What sort of moron designs a procedure where a second medical opinion is only sought *after* a court case? Fabulous amounts of tax payers cash have been spent just to ask another doctor to look at this person’s mental health.

All but the most brain dead of my readers will probably have realised that were a second opinion available *before* the Court proceedings began a great deal of expense and trouble might have been avoided. Sadly, no such right exists in the legislation. Second opinions arise from discretion of a local authority or NHS body or from an order of the Court of Protection.

A casual estimate is that this bizarre and heinously poorly drafted law caused the expenditure of around £100,000 just to decide it might be a good idea to double check the medical facts in this one case about a single elderly man.

The Deprivation of Liberty Safeguards arise from the so called Bournewood case. In that case a mentally disabled man, unable to speak, was locked up in a mental hospital. The European Court of Human Rights found that having people locked up without due process was a bad thing and so the British Parliament was required to do something about it.

The problem was not the ruling. Locking people up secretly and without any procedure is a bad thing and on this matter I agree with the European Court. The problem was that the Labour Government appeared to respond with what can best be described as childish resentment at being told not to lock people up without trial or due process. The Labour Government had of course opposed the claimant in the Bournewood case not least on grounds of cost (and they say we Conservatives know the price of everything and the value of nothing …)

Having lost the case the civil service went away into a darkened room with some Labour apparatchiks and came back with the DoLS – a set of so called ‘Safeguards’ so poorly drafted that judges have had to work very hard to ‘interpret’ them into usable law.

See for example the case ‘ GJ v The Foundation Trust & Anor [2009]‘ Again the judge (Mr Justice Charles) is to be commended. Indeed at one point the judge has actually inserted a little chart/table thing to help explain the law to the unfortunate professionals who have to implement it. If a High Court Judge with a stellar academic record and a history of achievement as a lawyer finds this heavy weather, what chance does someone with a learning disability have?

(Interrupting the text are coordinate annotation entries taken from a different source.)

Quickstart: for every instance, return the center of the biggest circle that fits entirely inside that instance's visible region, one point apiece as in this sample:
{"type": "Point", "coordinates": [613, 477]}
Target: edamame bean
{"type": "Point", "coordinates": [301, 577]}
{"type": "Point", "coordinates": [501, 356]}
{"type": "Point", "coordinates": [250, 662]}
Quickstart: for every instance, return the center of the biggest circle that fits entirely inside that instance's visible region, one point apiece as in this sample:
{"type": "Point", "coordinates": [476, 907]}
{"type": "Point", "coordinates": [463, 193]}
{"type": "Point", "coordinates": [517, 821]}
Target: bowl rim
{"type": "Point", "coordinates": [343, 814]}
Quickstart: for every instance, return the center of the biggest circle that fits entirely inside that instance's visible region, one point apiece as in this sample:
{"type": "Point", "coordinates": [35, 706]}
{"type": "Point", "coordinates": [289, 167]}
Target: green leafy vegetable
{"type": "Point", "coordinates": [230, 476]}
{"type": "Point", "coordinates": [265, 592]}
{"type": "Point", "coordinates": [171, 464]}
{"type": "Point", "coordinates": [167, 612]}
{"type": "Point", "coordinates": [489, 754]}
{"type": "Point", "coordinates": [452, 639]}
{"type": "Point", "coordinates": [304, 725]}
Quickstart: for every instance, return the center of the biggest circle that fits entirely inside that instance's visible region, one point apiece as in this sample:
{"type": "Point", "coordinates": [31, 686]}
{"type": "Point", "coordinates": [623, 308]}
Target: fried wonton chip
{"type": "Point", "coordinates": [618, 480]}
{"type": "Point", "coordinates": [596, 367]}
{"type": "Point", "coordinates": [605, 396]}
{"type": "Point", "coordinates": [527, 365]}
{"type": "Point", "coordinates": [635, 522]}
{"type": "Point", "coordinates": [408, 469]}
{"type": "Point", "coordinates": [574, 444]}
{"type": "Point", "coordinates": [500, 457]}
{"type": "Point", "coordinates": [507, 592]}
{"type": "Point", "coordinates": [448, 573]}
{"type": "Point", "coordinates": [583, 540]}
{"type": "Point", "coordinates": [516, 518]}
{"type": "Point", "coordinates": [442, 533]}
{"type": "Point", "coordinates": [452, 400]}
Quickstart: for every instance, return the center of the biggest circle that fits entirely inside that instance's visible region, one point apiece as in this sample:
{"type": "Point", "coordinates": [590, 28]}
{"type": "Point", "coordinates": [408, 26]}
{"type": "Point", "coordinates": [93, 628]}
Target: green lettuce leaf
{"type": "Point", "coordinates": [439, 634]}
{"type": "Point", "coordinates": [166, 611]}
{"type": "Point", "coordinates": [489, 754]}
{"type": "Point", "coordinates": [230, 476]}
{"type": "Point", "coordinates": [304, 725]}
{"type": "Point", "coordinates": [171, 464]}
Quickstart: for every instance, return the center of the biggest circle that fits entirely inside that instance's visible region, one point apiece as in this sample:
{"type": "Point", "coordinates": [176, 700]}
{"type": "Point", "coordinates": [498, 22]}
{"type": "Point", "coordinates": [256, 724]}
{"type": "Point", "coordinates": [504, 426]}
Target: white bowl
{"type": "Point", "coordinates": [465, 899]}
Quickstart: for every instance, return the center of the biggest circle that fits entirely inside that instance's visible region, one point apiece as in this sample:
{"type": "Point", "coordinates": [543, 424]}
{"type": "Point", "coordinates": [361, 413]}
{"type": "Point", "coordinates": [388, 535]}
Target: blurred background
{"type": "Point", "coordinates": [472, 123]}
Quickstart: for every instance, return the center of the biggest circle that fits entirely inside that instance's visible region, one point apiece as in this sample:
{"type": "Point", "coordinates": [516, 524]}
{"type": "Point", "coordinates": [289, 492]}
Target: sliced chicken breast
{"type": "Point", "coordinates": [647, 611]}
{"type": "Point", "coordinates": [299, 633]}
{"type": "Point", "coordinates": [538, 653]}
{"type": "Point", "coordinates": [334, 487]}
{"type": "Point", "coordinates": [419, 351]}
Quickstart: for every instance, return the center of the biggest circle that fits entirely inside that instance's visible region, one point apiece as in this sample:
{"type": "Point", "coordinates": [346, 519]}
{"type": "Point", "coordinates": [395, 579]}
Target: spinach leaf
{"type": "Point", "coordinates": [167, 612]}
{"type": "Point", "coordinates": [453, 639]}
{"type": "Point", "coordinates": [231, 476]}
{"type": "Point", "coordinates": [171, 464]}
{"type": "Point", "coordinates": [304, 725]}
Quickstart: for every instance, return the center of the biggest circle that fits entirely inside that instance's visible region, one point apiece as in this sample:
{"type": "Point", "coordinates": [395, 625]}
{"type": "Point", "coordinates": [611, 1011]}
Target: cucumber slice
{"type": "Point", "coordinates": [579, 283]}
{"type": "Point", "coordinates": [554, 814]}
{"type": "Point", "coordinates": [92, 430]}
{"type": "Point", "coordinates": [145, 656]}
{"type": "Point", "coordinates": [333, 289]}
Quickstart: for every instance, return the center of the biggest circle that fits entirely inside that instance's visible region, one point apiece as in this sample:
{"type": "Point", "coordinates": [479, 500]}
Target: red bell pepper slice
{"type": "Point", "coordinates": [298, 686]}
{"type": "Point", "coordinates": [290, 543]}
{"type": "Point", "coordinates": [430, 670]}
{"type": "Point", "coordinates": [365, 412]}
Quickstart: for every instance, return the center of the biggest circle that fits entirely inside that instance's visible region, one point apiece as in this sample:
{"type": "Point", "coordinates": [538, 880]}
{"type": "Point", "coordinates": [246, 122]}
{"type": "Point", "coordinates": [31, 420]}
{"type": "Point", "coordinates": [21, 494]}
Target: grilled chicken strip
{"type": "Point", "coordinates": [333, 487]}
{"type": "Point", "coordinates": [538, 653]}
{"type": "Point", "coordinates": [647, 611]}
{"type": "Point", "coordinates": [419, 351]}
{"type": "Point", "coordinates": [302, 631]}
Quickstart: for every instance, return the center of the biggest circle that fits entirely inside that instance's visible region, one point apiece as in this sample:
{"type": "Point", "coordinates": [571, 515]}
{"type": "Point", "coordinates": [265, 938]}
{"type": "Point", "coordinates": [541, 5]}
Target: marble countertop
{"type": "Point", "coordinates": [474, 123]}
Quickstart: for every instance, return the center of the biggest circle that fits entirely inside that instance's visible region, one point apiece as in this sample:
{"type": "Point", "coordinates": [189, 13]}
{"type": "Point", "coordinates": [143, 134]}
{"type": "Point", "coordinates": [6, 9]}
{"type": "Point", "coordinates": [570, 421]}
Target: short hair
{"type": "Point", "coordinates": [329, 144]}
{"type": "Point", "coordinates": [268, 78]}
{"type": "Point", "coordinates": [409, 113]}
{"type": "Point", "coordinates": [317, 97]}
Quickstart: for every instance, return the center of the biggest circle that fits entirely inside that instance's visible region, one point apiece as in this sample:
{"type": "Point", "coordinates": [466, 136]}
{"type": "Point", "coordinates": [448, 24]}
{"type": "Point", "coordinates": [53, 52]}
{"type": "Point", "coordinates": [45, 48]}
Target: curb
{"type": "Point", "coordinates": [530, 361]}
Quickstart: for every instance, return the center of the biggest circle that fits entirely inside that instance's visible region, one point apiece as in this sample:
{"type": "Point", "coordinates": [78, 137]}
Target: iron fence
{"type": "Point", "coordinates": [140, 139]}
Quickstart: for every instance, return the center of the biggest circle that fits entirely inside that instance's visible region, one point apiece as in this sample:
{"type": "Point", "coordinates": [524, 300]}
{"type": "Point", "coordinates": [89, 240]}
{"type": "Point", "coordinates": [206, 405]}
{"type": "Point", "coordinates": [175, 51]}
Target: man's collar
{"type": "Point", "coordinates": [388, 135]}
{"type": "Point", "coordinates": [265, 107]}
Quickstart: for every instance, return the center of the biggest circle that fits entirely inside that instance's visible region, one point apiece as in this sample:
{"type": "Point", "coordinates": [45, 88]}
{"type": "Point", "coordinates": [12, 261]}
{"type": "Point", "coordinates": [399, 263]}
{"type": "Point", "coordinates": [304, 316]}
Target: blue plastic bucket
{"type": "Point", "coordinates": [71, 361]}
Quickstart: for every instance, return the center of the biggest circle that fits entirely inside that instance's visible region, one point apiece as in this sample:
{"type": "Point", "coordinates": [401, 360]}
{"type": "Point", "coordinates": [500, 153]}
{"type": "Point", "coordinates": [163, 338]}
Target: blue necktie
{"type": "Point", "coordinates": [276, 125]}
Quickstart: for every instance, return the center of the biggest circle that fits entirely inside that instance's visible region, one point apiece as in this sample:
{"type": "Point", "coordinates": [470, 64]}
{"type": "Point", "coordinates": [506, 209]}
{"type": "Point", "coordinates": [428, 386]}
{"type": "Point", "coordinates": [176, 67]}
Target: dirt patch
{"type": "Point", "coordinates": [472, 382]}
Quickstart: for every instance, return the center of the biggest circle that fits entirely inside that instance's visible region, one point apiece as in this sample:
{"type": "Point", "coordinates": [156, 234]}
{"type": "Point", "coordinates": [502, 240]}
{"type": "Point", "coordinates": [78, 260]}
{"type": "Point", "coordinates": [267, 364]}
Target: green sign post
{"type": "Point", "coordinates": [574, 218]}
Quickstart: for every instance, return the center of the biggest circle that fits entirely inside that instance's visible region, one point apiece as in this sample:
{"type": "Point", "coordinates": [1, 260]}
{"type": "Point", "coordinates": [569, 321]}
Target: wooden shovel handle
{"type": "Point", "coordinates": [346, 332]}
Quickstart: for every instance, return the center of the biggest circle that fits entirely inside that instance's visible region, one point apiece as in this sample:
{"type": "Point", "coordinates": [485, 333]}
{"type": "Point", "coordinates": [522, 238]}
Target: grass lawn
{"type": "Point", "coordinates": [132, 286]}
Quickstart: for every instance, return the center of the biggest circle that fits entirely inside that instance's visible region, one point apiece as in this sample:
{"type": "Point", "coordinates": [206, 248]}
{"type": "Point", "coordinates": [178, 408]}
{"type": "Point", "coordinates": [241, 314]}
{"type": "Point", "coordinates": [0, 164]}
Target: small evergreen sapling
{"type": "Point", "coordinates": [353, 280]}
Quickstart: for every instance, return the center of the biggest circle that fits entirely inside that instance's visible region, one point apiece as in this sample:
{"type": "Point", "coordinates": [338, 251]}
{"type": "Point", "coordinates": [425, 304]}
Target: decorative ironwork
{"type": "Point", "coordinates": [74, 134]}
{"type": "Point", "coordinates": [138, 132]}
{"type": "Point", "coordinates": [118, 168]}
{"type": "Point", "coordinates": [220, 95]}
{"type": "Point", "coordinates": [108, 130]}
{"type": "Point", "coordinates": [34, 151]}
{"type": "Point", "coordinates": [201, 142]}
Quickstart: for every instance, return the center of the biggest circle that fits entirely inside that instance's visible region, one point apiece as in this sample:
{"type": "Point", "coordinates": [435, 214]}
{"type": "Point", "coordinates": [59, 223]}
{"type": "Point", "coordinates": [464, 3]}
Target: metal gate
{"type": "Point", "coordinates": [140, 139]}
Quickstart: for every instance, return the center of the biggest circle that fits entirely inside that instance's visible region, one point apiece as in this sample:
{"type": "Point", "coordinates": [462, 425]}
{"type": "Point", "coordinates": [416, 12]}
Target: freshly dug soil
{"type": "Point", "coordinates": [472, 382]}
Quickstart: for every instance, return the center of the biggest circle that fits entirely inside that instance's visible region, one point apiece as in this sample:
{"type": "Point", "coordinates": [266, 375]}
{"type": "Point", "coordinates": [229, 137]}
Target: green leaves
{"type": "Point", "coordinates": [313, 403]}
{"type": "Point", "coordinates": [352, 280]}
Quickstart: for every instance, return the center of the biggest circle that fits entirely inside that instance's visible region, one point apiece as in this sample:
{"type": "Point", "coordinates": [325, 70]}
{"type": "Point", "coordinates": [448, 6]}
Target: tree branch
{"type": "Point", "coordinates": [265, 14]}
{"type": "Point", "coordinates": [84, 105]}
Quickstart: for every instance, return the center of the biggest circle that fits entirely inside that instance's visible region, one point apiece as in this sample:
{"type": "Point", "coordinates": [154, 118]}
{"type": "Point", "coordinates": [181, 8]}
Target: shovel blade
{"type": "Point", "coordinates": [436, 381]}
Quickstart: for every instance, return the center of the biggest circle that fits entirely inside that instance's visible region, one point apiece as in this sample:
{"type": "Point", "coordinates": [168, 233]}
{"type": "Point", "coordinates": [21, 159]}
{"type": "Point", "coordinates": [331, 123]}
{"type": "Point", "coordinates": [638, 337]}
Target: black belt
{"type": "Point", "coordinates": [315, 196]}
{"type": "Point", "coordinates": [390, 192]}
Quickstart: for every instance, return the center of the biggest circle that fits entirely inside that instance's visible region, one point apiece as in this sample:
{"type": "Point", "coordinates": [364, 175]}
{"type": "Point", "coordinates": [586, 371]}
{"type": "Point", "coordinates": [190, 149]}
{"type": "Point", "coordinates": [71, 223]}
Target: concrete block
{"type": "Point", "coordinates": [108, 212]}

In this era of austerity, why is the British Government spending fabulous amounts of taxpayers money on this system? The tragedy is that Great Britain already has a system for dealing with similar issues. Under the Mental Health Act, which was passed in 1983 by Conservatives in Margaret Thatcher’s Government, disputes are dealt with under a cheap tribunal system where people who are detained may appear in person or be represented by a Solicitor. The Act is detailed, specific and relatively easily understood.

The coalition government could do far worse than once again take a leaf out of Margaret Thatcher’s book and reform the DoLS.

©Sam Smith

*Sam Smith is a former Labour Councillor and member of Labour Party Staff.
He is now a member of the Conservative Party and an equalities campaigner with a specific interest in civil rights law.